This has kept me busy over the weekend.
I must be one of the few old-timers who still buy desktops. Actually, I had tried to use a laptop for my powerhouse activities last year, but it didn’t work out. A laptop simply cannot keep up with my computing demands. It also costs more, runs hot, has fewer ports, is not expandable. Sure, you can run on battery saving mode which is cooler, but it is also slower.
A desktop, on the other hand, is scalable, more stable, with replaceable parts so it will never be suddenly obsolete. Take for instance, my current old desktop has been running since 2009 and still runs faster than most ultrabooks. It’s running on first-generation Intel i5-750 2.6GHz quad-core with 8GB RAM, can support up to 8 SATA devices, 5 PCI-Express cards, 3 PCI cards, and still has legacy ports (serial, parallel, PS/2).
I did not have a compelling reason to upgrade, but it is wise to replace while it’s working rather than breaking down. Mind you, back in early 2000s, I used to maintain 2 desktops, just for redundancy.
For months, I would occasionally search online for resale desktops that have good specs and great price. My wife was skeptical about me buying 2nd hand computers, but like any after-market trading, it’s about feeling comfortable about the transaction. That is why it took me a long time before I decide to buy from this fellow.
I reckon based on my personal computing demands, I would have to spend at least S$1500 to buy a brand new desktop (that was how much my previous desktop cost back in 2009). And the new desktop I got from the previous owner was spec for gaming, which means it would cost close to S$2000 if I were to get it brand new. I also liked the components he put together: Intel i5-4690K (the top-spec 4th-gen i5 chip) MSI Z87-G45 mainboard, Krazen X40 liquid CPU cooler, G Skill Ripjaws 16GB 1866MHz RAM, Samsung EVO 840 SSD, Seagate Barracuda HDDs, Fractal Design R4 Titanium case.
Here’s what I did after I brought the desktop home.
Like any desktop owner, the interior and fan filters are covered with dust. Fortunately, it was relatively easy to wipe clean and wash the filters.
2. Install OS, Software and Personalise Settings
After installing the OS, I went on to install the hardware drivers and my default list of software, which includes Chrome, Picasa, preferred Internet Security software, VLC, Dropbox, Google Drive, Evernote.
I also changed my target folders of Windows Documents, Pictures, Music, Video, etc. to a separate physical drive. This is so that in the event that my OS drive fails, my working files are unaffected. Also, it keeps my OS drive lean which makes OS backup faster.
3. Transfer Data
I removed the HDDs from my old desktop and plugged into an external USB 3.0 HDD dock to transfer data to my new desktop. If you do not have an external HDD dock, you can plug direct into the desktop using SATA data and power cables.

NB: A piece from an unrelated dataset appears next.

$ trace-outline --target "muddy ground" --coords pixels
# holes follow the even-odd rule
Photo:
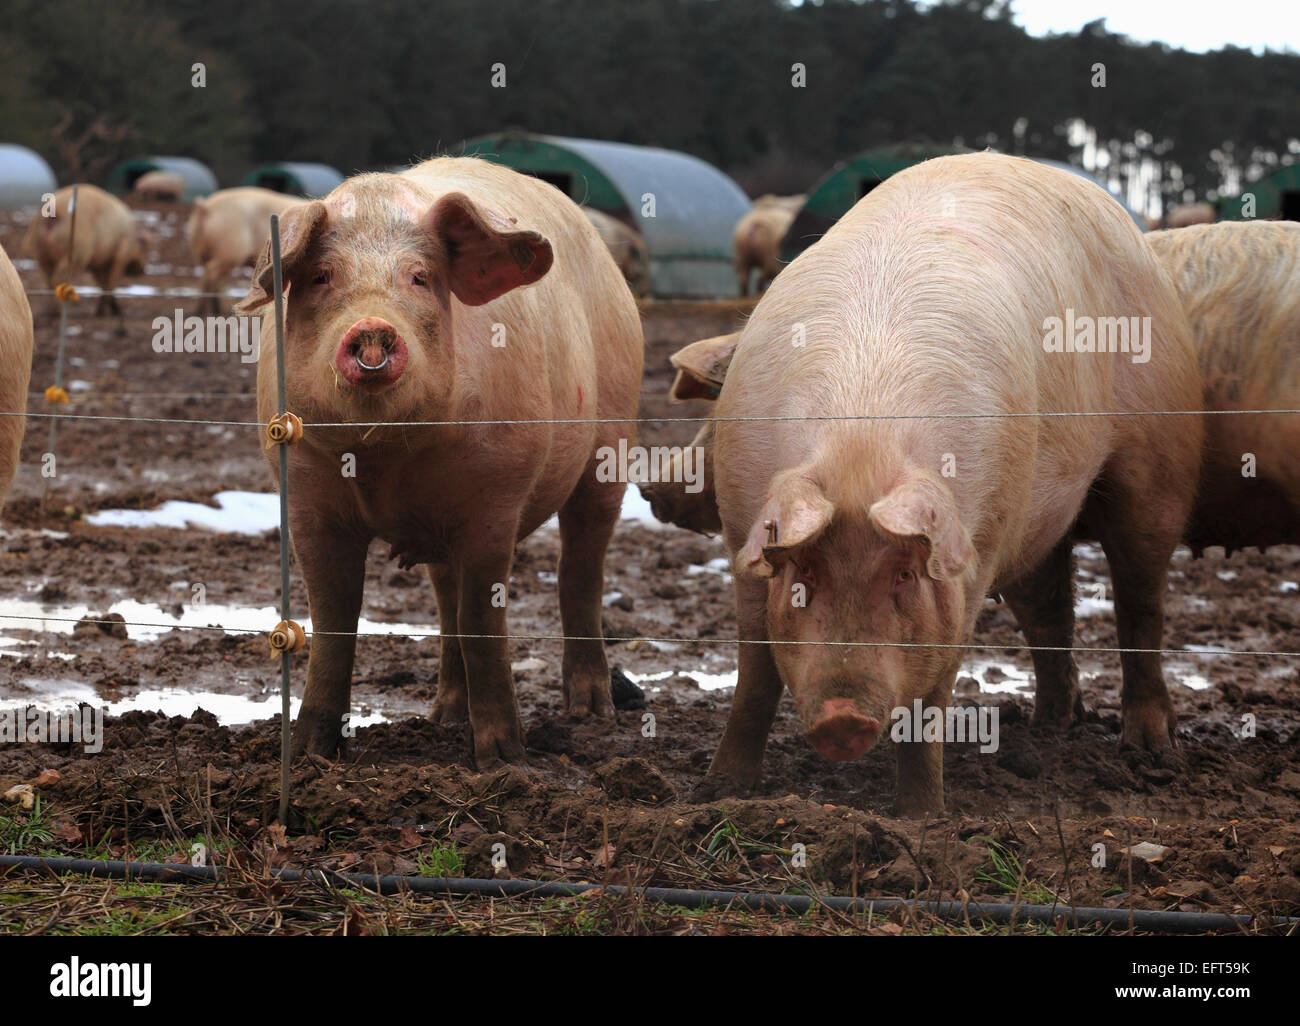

The reason for not moving my physical HDD to the new desktop is that I want to test my new desktop for a while, so I needed my old desktop to continue being functional. Once I am happy, I will then re-purpose my old desktop components.
If you do not care for your old desktop, you can simply plug your existing HDD into the new desktop. Just make sure there are enough data and power cables.
One Last Thing
My new desktop does not have PCI slot. I have an E-MU 1820M audio card and breakout box (24-bit 96KHz, MIDI and audio in/out ports, good stuff). It’s still working and I have no intention to retire it. So, I ordered a PCI-Express to PCI adapter from AliExpress. I hope it works, but if it doesn’t, then I may keep my old desktop and use it solely for audio production, which is not very frequent. Alternatively, I may do more research to get a USB Audio Interface.
And 24 Hours Later…
Migration is smooth, and it helps when the new CPU and HDD are blazing. I’m still impressed at how my 7-year-old desktop is still performing well, and that desktop computing technology did not evolve as fast as mobile computing (like smartphone).